Outra vez, em um barco no Mediterrâneo, conheci uma outra senhora que havia descoberto o viajar mais tarde. Eu havia saído do mar quente e passava muito frio dado os ventos do local. Ela colocou um casaco quebra vento sobre meus ombros e disse que ia me ajudar. Aquele gesto, tão amoroso, me marcou. Era óbvio o meu despreparo para aquela situação. Ela, que deveria ter uns 70 anos, começou a conversar comigo e me disse que mesmo sozinha, fazia questão de continuar viajando. Comentou também que nós nunca estamos preparados para algumas coisas na vida, mas sempre é tempo de fazer algo novo.

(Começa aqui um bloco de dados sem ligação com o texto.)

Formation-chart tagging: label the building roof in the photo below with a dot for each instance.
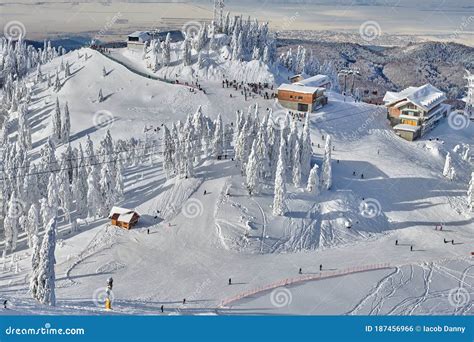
(315, 81)
(140, 34)
(124, 215)
(300, 88)
(426, 96)
(405, 127)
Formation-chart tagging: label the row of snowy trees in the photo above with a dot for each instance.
(300, 61)
(86, 183)
(278, 153)
(186, 143)
(246, 40)
(17, 58)
(470, 193)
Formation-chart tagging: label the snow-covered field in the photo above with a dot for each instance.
(209, 229)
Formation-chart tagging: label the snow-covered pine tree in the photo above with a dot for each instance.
(470, 193)
(64, 192)
(35, 261)
(187, 60)
(262, 150)
(166, 50)
(313, 180)
(100, 97)
(24, 130)
(168, 152)
(11, 222)
(326, 179)
(46, 277)
(53, 193)
(107, 189)
(32, 224)
(296, 164)
(218, 139)
(306, 150)
(448, 170)
(253, 180)
(80, 187)
(201, 39)
(93, 191)
(66, 125)
(67, 70)
(57, 82)
(279, 201)
(57, 121)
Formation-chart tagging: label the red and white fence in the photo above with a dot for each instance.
(301, 279)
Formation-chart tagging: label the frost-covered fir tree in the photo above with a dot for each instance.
(253, 180)
(106, 190)
(11, 222)
(53, 193)
(306, 150)
(93, 195)
(57, 82)
(168, 153)
(218, 139)
(187, 52)
(279, 201)
(326, 178)
(24, 130)
(67, 70)
(100, 97)
(80, 187)
(45, 275)
(201, 39)
(313, 180)
(35, 261)
(448, 170)
(57, 127)
(166, 50)
(66, 125)
(296, 165)
(263, 150)
(32, 224)
(470, 193)
(64, 192)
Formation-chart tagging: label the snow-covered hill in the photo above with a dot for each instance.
(206, 229)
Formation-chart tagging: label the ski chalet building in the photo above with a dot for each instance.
(124, 218)
(304, 95)
(415, 110)
(137, 39)
(320, 81)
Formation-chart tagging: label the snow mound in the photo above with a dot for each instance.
(245, 224)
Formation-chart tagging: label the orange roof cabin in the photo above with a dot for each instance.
(124, 218)
(301, 98)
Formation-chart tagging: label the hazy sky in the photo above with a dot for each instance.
(113, 18)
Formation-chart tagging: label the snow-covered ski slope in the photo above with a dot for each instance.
(202, 240)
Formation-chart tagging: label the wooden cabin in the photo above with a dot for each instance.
(414, 111)
(124, 218)
(301, 98)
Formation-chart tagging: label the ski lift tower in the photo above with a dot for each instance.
(348, 72)
(2, 175)
(469, 109)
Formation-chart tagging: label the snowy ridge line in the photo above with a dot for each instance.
(143, 74)
(291, 281)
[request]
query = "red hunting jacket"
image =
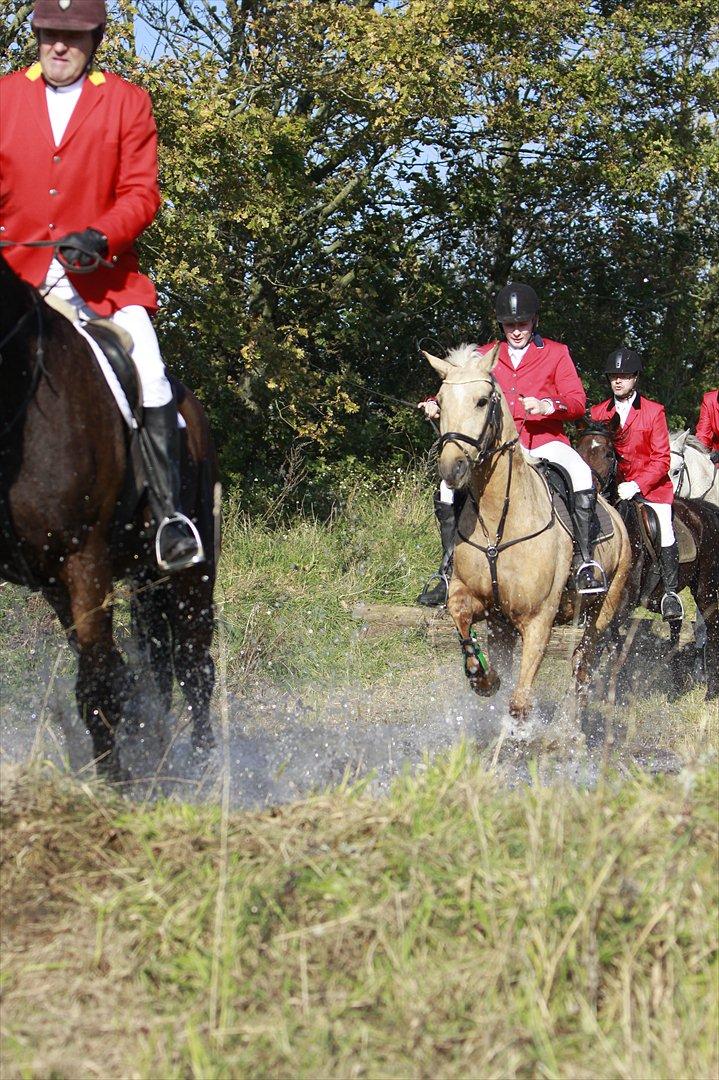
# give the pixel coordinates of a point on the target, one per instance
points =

Neste final de semana, após ler “A gente mira no amor e acerta na solidão” da psicanalista Ana Suy, comecei a ler “Pra vida toda valer a pena viver: Pequeno manual para envelhecer com alegria”, da aclamada geriatra Ana Claudia Quintana Arantes. Não lembro se foi uma amiga ou minha terapeuta quem recomendou o livro em seu Instagram, mas achei uma boa pedida.
No começo do livro, a geriatra compara o envelhecer a uma viagem ao deserto do Saara na qual temos anos para nós preparamos antes de que ela aconteça e, mesmo assim, muitos de nós chegam ao destino sem o devido preparo. Nem todo mundo consegue ser como a senhora da minha primeira viagem, ou a viajante solo que encontrei no barco em Santorini. A minha própria avó, por exemplo, tem hoje mais de 8o anos e apresenta restrições que a impedem de fazer várias coisas. Segundo a autora, cada um de nós terá uma experiência diferente na velhice. O que Arantes aborda no livro é a melhor forma de nos preparamos para “fazer esta viagem” quando chegar a hora.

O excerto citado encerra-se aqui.